Department of Radiology, Children's Hospital of Fudan University, National Children's Medical Center, No. 399, Wanyuan Road, Minhang District, Shanghai, 201102, China.
Department of Radiology, Kunshan Hospital of Traditional Chinese Medicine, Nanjing University of Chinese Medicine, No. 189, Chaoyang Road, Kunshan, 215300, Jiangsu Province, China.
Abdom Radiol (NY). 2021 Sep;46(9):4121-4129. doi: 10.1007/s00261-021-03112-w. Epub 2021 May 15.
The aim of this study was to retrospectively determine if quantitative measurements of computed tomography enterography (CTE) imaging findings correlate with histopathologic scores from biopsy specimens in patients with Crohn's disease (CD).
CTE datasets of 34 CD patients (19 male and 15 female) who underwent endoscopy with biopsy within 25 days before or after CTE were retrospectively reviewed. CTE findings of segmental mural hyperenhancement, wall thickening, mural stratification and mesenteric findings were quantitatively measured in the corresponding segment. Histopathologic score of CD was based upon the Naini Cortina scoring system. Correlation between CTE findings and histopathologic scores was assessed using Spearman's rank correlation and logistic or linear regression analysis.

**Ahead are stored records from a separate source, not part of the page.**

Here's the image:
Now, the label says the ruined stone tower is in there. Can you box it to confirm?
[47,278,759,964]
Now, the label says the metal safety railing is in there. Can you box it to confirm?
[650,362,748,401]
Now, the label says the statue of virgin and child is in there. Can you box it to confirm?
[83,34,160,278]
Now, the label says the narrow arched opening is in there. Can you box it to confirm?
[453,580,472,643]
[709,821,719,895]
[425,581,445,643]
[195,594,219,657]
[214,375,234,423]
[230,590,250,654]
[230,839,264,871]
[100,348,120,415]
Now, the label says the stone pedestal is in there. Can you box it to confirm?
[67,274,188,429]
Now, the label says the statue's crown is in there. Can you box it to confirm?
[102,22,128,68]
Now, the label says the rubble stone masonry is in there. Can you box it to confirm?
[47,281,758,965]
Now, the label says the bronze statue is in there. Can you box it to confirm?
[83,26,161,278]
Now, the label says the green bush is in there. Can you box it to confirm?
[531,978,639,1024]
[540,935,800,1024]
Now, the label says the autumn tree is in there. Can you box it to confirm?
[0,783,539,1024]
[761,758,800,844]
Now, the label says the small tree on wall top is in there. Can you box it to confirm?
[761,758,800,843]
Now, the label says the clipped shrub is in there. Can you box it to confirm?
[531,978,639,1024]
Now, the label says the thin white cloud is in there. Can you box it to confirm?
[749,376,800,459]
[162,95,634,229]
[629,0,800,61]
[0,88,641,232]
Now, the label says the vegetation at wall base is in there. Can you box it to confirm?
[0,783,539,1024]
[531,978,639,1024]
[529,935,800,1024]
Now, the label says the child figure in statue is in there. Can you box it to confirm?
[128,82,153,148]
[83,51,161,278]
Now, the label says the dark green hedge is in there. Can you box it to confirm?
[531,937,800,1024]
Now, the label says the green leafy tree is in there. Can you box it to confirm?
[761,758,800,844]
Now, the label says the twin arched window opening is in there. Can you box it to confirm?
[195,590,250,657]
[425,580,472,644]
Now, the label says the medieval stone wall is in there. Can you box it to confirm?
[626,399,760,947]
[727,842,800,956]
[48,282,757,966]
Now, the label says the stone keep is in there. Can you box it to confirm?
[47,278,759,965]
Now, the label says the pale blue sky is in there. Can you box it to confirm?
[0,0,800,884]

Neutrophilic inflammation contributed the most to the segmental mural hyperenhancement and explained 38.4% of the variance (R = 0.384, P = 0.006). Moreover, the increased lymphocytes and plasma cells predicted larger lymph node (P = 0.003) and increased attenuation in mesenteric fat (P = 0.022).
To a certain extent, macroscopic CTE findings may reflect the microscopic histopathologic state in the inflammatory stage of CD, underscoring that establishment of CTE scoring system may potentially provide an objective tool for assessment of disease progression.
本研究旨在回顾性确定克罗恩病(CD)患者的计算机断层扫描肠造影(CTE)影像学定量测量结果是否与活检标本的组织病理学评分相关。
回顾性分析了 34 例 CD 患者(19 名男性和 15 名女性)的 CTE 数据集,这些患者在 CTE 前或后 25 天内行内镜检查和活检。在相应节段定量测量 CTE 表现为节段性壁层强化、壁增厚、壁分层和肠系膜表现。CD 的组织病理学评分基于 Naini Cortina 评分系统。使用 Spearman 等级相关和逻辑或线性回归分析评估 CTE 发现与组织病理学评分之间的相关性。
中性粒细胞炎症对节段性壁层强化的贡献最大,解释了 38.4%的方差(R=0.384,P=0.006)。此外,增加的淋巴细胞和浆细胞预测更大的淋巴结(P=0.003)和肠系膜脂肪衰减增加(P=0.022)。
在一定程度上,宏观 CTE 表现可能反映了 CD 炎症期的微观组织病理学状态,这表明建立 CTE 评分系统可能为评估疾病进展提供一种客观的工具。